Edmund de Waal’s Irish-born sister-in-law, the writer Kit de Waal, reveals in the Christmas Special of the New Statesman, ‘I came to writing late in life.’ In the same section, Archbishop Rowan Williams writes, ‘I had settled in my early teens – thanks largely to a couple of imaginative and humane clergy that I knew – that I should be a priest.’ But he also talks about ‘the temptations of perfectionism.’

He thought once of becoming a monk, at another time of teaching English ‘as the alternative “spiritual” calling.’

He summarises what he’s wanted and tried to do as ‘something to do with learning and holding the attentiveness to God and things and words that breaks through private dramas and obsessions. Being a priest and a writer and a teacher of sorts has always been, for me, grounded in those prospects not followed.’

In her column in this Christmas Special, the Revd Lucy Winkett of Saint James’s Church, Picadilly, recalls this story:

‘I was standing in the olive wood souvenir shop in Bethlehem in the West Bank.
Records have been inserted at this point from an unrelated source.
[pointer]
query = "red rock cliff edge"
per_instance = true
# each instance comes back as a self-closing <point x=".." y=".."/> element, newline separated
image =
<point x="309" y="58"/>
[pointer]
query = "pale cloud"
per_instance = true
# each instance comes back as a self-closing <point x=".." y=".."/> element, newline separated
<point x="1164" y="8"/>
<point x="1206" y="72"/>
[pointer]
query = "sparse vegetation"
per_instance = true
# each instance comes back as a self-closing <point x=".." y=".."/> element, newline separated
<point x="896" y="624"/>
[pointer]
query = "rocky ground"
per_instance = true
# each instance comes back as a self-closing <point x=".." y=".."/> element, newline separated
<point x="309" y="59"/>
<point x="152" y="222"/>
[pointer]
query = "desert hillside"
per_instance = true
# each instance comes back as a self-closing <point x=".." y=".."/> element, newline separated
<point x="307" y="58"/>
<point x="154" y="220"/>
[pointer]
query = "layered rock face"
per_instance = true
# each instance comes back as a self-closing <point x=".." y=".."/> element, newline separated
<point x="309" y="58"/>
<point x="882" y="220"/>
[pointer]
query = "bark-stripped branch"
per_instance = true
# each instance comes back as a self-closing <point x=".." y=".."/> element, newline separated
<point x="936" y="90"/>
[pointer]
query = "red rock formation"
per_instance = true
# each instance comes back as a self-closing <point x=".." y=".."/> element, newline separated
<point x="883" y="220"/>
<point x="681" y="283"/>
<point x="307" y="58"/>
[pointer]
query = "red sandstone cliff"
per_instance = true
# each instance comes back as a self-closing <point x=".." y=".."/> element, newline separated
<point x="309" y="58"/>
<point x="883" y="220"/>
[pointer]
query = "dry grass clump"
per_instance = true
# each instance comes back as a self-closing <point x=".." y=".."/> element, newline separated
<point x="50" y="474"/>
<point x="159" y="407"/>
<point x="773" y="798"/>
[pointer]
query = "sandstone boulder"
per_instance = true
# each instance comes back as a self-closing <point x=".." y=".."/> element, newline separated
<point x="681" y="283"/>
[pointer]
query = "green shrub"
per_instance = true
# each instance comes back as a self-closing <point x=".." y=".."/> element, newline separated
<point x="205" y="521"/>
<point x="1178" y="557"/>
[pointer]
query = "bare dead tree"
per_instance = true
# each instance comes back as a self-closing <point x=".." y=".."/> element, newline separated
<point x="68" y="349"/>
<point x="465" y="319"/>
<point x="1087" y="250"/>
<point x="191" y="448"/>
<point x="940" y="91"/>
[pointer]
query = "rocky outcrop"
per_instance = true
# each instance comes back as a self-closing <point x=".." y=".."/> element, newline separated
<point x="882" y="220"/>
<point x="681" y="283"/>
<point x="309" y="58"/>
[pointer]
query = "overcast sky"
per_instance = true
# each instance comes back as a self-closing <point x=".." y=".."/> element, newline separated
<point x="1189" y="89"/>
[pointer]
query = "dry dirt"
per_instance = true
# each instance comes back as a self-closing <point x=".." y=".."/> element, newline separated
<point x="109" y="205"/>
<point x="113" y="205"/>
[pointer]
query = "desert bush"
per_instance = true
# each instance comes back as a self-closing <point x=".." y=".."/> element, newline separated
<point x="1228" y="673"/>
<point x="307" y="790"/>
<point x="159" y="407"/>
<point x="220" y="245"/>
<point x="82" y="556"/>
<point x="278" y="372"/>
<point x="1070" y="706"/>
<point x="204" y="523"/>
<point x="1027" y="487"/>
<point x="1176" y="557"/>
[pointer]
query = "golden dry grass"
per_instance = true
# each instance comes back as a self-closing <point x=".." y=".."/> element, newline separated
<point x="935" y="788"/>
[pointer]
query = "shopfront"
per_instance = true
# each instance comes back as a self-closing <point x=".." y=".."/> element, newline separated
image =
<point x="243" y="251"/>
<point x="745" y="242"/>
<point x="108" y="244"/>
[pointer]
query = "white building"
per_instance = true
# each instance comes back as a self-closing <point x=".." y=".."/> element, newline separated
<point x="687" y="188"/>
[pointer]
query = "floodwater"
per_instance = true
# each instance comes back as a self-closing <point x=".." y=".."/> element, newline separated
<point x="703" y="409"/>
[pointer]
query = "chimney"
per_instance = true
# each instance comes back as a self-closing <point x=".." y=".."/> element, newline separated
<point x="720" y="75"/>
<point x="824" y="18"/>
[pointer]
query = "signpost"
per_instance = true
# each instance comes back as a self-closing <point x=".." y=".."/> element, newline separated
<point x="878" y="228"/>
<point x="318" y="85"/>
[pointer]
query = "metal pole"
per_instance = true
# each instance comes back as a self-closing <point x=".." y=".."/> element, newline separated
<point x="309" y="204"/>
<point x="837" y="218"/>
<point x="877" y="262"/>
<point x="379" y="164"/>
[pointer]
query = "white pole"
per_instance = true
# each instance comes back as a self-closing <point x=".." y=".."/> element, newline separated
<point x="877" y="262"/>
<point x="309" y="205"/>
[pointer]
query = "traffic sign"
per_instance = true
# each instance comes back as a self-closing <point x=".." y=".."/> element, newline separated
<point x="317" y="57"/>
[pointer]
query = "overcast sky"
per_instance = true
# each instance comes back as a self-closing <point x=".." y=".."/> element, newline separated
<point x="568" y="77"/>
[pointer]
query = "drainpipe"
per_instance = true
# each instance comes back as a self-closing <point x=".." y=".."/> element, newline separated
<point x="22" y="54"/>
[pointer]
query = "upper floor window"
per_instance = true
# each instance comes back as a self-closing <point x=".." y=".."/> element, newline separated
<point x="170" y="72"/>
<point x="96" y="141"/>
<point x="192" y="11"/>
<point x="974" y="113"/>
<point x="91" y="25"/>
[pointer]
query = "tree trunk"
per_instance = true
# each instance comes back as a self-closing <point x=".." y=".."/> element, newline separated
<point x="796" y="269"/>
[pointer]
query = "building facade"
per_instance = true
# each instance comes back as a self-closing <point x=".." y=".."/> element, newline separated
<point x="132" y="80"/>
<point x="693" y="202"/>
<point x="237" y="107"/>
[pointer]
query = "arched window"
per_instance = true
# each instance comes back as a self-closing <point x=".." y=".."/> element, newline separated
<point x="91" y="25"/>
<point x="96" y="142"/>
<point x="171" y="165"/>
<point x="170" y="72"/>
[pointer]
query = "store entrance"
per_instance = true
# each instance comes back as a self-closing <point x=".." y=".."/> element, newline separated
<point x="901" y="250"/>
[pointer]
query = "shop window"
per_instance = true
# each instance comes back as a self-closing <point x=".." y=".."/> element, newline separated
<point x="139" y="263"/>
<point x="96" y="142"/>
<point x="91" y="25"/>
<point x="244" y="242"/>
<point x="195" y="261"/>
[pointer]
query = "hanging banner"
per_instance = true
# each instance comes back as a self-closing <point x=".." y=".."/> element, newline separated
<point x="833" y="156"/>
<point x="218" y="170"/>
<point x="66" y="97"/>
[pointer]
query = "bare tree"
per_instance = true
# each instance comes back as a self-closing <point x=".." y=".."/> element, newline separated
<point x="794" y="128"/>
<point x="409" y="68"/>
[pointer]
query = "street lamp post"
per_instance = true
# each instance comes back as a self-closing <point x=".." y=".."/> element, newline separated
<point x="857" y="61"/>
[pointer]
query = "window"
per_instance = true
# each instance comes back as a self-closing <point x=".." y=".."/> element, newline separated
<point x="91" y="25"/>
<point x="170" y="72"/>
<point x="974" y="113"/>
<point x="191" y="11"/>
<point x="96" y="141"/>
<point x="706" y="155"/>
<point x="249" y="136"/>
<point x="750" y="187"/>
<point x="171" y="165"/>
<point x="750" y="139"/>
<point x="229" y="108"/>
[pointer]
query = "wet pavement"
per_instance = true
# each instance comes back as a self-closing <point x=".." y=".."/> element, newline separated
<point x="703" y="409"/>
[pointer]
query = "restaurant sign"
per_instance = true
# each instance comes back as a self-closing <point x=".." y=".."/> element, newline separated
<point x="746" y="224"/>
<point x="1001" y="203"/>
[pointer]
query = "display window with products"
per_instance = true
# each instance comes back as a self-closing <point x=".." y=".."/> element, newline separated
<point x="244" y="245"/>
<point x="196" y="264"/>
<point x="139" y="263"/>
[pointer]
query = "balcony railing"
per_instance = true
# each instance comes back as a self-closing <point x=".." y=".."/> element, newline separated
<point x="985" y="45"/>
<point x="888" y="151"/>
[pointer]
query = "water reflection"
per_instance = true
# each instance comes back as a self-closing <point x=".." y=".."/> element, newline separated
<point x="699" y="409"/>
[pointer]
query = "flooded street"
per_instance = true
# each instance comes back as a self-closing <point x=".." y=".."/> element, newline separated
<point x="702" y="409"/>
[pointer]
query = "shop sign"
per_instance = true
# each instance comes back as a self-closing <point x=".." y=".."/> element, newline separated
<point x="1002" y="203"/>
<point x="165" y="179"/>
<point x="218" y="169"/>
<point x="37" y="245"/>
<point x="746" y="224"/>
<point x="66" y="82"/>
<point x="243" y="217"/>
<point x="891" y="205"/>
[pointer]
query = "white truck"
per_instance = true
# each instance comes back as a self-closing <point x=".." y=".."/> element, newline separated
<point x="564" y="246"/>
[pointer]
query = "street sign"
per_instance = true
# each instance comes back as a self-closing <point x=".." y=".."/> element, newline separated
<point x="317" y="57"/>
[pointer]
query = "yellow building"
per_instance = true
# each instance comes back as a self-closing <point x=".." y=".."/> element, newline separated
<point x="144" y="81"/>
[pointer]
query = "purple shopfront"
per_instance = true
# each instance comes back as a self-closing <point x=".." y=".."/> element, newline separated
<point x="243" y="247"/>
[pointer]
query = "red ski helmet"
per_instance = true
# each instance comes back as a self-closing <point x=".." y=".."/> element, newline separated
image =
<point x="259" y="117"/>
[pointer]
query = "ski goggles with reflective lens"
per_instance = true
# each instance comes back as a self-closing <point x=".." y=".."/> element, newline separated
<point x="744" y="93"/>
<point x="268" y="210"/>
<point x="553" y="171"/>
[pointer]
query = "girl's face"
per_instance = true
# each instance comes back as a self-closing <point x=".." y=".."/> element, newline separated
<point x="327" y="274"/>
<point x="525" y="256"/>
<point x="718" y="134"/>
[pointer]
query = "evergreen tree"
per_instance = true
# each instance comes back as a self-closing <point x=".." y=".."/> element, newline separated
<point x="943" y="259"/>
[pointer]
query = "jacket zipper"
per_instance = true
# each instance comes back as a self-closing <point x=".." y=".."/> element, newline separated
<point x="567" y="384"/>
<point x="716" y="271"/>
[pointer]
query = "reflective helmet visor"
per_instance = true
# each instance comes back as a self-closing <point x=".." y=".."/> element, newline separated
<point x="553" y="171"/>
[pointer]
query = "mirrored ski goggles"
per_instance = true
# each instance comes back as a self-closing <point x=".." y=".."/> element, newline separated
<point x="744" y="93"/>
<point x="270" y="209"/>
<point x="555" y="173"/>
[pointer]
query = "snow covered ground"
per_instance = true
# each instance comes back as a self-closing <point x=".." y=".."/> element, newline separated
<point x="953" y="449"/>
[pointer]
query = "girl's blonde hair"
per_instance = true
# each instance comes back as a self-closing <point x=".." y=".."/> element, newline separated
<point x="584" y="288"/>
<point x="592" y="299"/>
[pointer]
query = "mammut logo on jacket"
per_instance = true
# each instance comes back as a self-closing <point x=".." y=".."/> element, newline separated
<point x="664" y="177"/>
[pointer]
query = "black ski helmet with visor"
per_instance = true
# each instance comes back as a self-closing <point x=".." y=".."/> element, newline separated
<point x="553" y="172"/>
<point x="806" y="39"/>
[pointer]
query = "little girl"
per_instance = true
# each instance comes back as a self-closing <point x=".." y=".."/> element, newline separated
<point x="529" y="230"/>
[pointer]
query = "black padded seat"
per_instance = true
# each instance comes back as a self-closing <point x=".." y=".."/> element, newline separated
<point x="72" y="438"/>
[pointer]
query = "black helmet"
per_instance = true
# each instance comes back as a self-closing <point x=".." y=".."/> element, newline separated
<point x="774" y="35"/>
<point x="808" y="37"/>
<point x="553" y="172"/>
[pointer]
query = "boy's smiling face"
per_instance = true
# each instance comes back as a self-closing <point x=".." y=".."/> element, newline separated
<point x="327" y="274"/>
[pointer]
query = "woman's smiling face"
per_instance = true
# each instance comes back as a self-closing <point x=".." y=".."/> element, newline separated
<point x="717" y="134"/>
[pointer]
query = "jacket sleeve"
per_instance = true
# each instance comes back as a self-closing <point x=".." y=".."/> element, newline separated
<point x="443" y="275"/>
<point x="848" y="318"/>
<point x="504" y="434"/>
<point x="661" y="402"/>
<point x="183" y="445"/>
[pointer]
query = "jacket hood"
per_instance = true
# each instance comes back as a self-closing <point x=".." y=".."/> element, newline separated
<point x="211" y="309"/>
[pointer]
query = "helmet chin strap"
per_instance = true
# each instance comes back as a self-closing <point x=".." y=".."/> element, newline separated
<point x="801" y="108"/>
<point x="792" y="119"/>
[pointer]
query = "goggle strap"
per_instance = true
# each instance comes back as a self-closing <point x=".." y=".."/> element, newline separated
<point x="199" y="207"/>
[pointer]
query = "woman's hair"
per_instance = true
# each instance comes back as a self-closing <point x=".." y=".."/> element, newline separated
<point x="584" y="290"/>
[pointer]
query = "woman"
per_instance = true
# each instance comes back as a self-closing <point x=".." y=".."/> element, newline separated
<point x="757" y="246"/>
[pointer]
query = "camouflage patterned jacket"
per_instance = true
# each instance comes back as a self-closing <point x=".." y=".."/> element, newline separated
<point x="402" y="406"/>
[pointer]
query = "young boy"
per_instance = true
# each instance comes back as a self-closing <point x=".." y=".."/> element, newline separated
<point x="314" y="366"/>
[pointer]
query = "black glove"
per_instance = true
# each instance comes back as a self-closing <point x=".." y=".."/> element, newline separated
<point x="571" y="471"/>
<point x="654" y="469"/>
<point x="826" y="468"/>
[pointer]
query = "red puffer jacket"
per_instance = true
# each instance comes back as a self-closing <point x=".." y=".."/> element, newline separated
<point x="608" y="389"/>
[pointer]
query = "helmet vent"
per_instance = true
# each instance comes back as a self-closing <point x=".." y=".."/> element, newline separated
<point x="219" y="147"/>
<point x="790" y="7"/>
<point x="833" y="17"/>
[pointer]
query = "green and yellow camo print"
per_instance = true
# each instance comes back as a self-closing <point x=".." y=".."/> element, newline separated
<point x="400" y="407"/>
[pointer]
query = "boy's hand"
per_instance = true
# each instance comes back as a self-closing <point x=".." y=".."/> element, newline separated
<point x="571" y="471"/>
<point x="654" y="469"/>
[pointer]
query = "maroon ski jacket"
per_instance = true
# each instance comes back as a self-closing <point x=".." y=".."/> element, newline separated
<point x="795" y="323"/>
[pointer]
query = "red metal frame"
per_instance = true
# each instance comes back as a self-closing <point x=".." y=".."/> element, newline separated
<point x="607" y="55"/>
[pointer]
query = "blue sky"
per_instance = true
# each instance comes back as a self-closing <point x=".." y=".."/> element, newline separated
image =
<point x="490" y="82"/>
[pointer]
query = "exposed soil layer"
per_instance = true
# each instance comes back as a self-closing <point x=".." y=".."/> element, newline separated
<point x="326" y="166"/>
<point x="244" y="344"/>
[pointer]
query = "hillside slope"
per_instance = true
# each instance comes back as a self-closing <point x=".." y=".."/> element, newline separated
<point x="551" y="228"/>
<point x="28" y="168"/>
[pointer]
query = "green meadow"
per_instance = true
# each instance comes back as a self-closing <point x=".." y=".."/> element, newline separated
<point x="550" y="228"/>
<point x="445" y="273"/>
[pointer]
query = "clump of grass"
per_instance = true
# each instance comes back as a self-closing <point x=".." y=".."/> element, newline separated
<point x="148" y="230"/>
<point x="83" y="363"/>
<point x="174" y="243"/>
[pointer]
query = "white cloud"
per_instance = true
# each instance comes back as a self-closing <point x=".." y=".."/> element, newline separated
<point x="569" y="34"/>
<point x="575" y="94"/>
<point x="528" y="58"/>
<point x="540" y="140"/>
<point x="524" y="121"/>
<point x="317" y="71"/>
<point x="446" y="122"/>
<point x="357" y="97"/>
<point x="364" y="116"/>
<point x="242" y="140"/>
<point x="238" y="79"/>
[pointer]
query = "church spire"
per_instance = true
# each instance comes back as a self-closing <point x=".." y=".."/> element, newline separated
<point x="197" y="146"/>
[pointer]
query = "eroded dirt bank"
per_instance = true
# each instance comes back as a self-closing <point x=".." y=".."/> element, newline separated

With US Dollars in my hand, I was haggling with the Palestinian shopkeeper about the carved wooden nativity set I thought I might buy. I liked it because it wasn’t too fussy; slightly abstract. For Christian groups visiting the Holy Land, there is always a desire to support the local economy of the “little town” where Christ was born. But I thought the price was too high, especially because, while the sheep, shepherds, Joseph, Mary, and the Wise Men were all present and correct, there didn’t seem to be any Jesus. No crib. Perhaps an indication of the residual power of the dog collar, the man started to justify the fact that there wasn’t a Jesus as part of the carved set. “He hasn’t been born yet”, “it’s bad luck to have an actual baby in there” and so on.

‘What both of us had missed was that the anonymous carver had placed the baby as a bundle in Mary’s arms. He was there all right, but I’d been too keen on getting a bargain to notice. Maybe that’s my Christmas sermon right there.’